這話剛一說完,柯復就感覺渾身打顫,一陣陣的厚實的冰霜已經從腳部開始蔓延上來,琳琳的神色變得越來越冷峻,丫的,這是要幹嘛,是要謀殺親夫麼?!
“喂喂,沒那麼快走,不要把我凍住嘛。”看着腳部的冰層,柯復不禁提醒道,生怕,一個不小心就把自己變成冰雕。
“哼!走了那麼久,突然回來竟然還敢玩我,看你是膽肥了!”琳琳&海貝思坦言說道。
柯復大驚,這纔多久沒有見,竟然用詞如此粗俗!什麼叫膽肥了?!我這叫驚喜好不好!
但是,柯復心中的話語沒有說出來,不然,怕是會被琳琳直接拿冰塊塞嘴巴里。
柯復笑了笑:“好了,好了,是我不好,是我錯了,可以了不?”
看着這熟悉的微笑,琳琳感覺眼眶有點溼潤了,日思夜想的人突然出現在自己的眼前,一時間不適應了。
柯複用風元素直接碎掉了裹在身上的冰層,走前兩步,將這個讓自己奮鬥至今的可人兒摟入懷中。
柯復壓着嗓子:“我不在的那麼長時間,還好麼?!”
琳琳的腦袋瞬間真空了,腦海中不停的將在烏爾豪克的時候發生的一切不停的回放。林間小路初遇見,烏爾豪克共修學,學院晚會雙人舞,最是那分別一幕。
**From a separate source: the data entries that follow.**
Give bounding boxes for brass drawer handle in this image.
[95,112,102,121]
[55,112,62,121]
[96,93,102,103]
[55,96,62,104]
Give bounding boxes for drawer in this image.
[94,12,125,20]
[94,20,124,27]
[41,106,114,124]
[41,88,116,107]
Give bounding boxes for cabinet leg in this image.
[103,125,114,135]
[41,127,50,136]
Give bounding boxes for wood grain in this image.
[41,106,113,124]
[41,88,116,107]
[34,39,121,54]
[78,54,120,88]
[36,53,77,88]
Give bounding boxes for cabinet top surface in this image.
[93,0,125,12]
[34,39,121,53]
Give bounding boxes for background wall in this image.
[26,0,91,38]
一切的一切不停的轉着,猶如走馬燈一般,在琳琳的心中纏繞着,不曾散去。
在柯復離開的幾個月裡,柯復過得沒心沒肺的,琳琳卻是朝思暮想,大部分的時間都是在回想,有時候則是會傻傻的笑着,所有接近的人一律被凍成冰塊。
這就是男人和女人的區別,女人,需要的是一個依靠。
而對於琳琳來說,在洞房之夜不久,柯復便是離開了,這讓琳琳的心房瞬間變得十分的空虛。
她可以做的,就是對着這個已經離開,而且不知去向的男人朝思暮想,這是她唯一可以做的。她的身份讓她不允許生死相隨,但是,柯復走到哪裡,琳琳的思念,便是跟到哪裡。
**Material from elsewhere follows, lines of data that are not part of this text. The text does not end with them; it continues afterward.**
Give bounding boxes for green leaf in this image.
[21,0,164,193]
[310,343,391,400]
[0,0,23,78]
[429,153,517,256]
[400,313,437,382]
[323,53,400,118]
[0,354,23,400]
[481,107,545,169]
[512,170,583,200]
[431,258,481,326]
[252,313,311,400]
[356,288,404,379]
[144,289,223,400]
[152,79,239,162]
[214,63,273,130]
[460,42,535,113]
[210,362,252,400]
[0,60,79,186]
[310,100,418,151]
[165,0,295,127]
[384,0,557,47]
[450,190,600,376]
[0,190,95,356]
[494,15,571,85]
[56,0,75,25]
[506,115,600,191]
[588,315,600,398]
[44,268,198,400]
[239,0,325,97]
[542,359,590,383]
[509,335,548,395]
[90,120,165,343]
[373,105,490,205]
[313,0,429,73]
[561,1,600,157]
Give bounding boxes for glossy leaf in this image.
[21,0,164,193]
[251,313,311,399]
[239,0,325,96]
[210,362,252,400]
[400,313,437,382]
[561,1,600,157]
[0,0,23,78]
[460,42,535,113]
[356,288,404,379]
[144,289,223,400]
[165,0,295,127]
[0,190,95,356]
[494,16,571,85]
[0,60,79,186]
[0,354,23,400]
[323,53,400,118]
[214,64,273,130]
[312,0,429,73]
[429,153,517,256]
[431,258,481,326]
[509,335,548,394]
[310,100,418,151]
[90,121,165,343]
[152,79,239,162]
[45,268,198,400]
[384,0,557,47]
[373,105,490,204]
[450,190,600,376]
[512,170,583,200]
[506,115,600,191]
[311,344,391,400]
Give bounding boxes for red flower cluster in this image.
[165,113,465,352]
這一回,柯復那一聲最近還好麼?這充滿着熟悉的聲音,熟悉的味道,讓琳琳渾身一顫。
眼淚猶如決堤之水一般,洶涌而下,哭得梨花帶雨,哭得撕心裂肺。
琳琳一邊嚎啕大哭着,一邊大喊:“不好!不好!不好!不好!不好!”
琳琳都不知道自己喊了多少個不好了,柯復也沒有數,但是,可以知道的是,女孩很不開心,這讓自己很愧疚。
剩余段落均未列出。